WSBドニントン あれやこれや

終わってみれば、ヤマハのトプラックが今季初の

ハットトリックを達成し、去年の王者がようやく

本領を発揮しましたね。

開幕から違和感を覚えていた車両にクレームをつけてどんどん

要望に合わせていったら、ほぼ去年モデルになってしまったいう話。

元々、限界まで攻め込むスタイルの彼ですが、その限界付近の挙動が

掴みやすいというか、手の内に入れるマシンが彼のお好みのようですね。

滑りやすいドニントンの路面で見事に攻め切りました。

 

逆に苦戦したのはレイで、立ち上がり、ブレーキングどちらも苦しんでいましたね。

立ち上がりの加速で明らかにヤマハに負けていましたし、ブレーキはオーバーヒートで

ジャダーというか、振動が発生してましたね。

これは立ち上がりのトラクション同様、今はリヤタイヤのストッピングパワーを

利用しないと、フロントだけでは止まり切れないのが当たり前で、

リヤのグリップが足りてないと、このリヤのストッピングパワーも足りなくなって

フロントブレーキの負担が増大する。

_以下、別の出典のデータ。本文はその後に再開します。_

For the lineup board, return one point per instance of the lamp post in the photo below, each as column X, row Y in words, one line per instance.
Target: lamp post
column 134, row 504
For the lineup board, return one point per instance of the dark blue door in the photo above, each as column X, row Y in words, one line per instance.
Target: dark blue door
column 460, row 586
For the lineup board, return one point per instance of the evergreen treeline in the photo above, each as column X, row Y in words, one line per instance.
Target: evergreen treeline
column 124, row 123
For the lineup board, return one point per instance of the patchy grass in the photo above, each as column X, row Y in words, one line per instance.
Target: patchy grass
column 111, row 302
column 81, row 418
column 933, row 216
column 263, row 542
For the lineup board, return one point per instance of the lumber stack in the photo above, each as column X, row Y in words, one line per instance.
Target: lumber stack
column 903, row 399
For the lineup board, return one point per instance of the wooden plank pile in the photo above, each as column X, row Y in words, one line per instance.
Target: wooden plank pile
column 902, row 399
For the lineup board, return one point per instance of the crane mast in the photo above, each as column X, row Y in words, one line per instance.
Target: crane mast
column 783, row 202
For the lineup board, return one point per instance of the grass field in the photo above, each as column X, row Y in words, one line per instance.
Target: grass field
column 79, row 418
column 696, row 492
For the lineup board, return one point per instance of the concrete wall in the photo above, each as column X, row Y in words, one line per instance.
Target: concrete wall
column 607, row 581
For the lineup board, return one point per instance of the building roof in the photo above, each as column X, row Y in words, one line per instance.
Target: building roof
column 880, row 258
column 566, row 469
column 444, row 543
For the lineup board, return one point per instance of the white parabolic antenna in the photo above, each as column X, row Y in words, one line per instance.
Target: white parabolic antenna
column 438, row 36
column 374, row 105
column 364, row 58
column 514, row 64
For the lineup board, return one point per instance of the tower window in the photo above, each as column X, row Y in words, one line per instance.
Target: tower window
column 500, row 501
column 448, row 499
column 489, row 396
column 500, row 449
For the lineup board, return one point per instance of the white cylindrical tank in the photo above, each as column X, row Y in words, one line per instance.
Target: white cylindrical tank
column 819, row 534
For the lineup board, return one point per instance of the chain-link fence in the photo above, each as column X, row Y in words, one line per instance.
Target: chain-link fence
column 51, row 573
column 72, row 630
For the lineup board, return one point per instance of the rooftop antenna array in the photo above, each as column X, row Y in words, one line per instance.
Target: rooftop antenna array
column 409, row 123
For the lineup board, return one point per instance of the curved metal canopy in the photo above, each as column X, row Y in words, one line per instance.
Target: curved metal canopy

その結果のオーバーヒートかも知れません。

正直、詳細はわかりませんが・・・。

 

今回のサプライズはカレックスのスイングアームを投入したBMW

3レースのリザルトが4位、3位、5位と今季最高を記録しました。

たかがスイングアーム、されどスイングアーム。

これを投入した結果、トラクション、ストッピング性能、バンプライド性能

全てが向上したとレディングとバズはコメントしています。

改造範囲の狭いスーパーバイクでスイングアームは非常に大物パーツですが

これの性能がここまで全体の性能に寄与していることを証明した形ですね。

これから更にセットアップが煮詰まってくると、もう少し上位、今の

トップ3に割って入ってくることもあるかも知れません。

 

逆に非常に苦しい週末を送ったのがホンダで、レコーナは腕上がりに

見舞われてましたし、フリー走行ではコースアウトも喫しています。

元々、曲がらないシャシーに対してリヤを滑らせることで、マシンの向きを

変える乗り方をしていましたが、ドニントンは非常にグリップの低いコースですから

リヤを滑らせる前提のフロントのグリップがそもそも足りなければ、

曲がらず、コースアウトしてしまうのは道理です。

このマシンの持っている根本的な問題点が浮き彫りになった感じですね。

事前テストを行っていたというのに。

 

野佐根君は終始攻めあぐねたというのが正直な感想。

3レースとも入賞圏外というリザルト。

グリップの薄いこのサーキットの攻め手が最後までわからなかったという

感があります。

グリップの高い路面が多い日本のサーキットで戦うと、こういう滑りやすい

コンディションでいかにマシンを曲げて、止めるのかのテクニックが

身に付きにくいというか、海外のライダーとの差を感じることがあります。

中上君なんかもアルゼンチンではモルビデリと大きく差がつくポイントでした。

 

今季出遅れたトプラックでしたが、ここに来てようやく去年の速さ、

強さを取り戻した形で、今後はレイとバウティスタに割って入って来そうですね。

次回はレイにとって苦い思い出のあるチェコ モストです。

またしても混戦、乱戦の予感がしますね。

モストは2週間後に開催となります。

鈴鹿8耐勢はこのモストが終わって、即移動になりますね。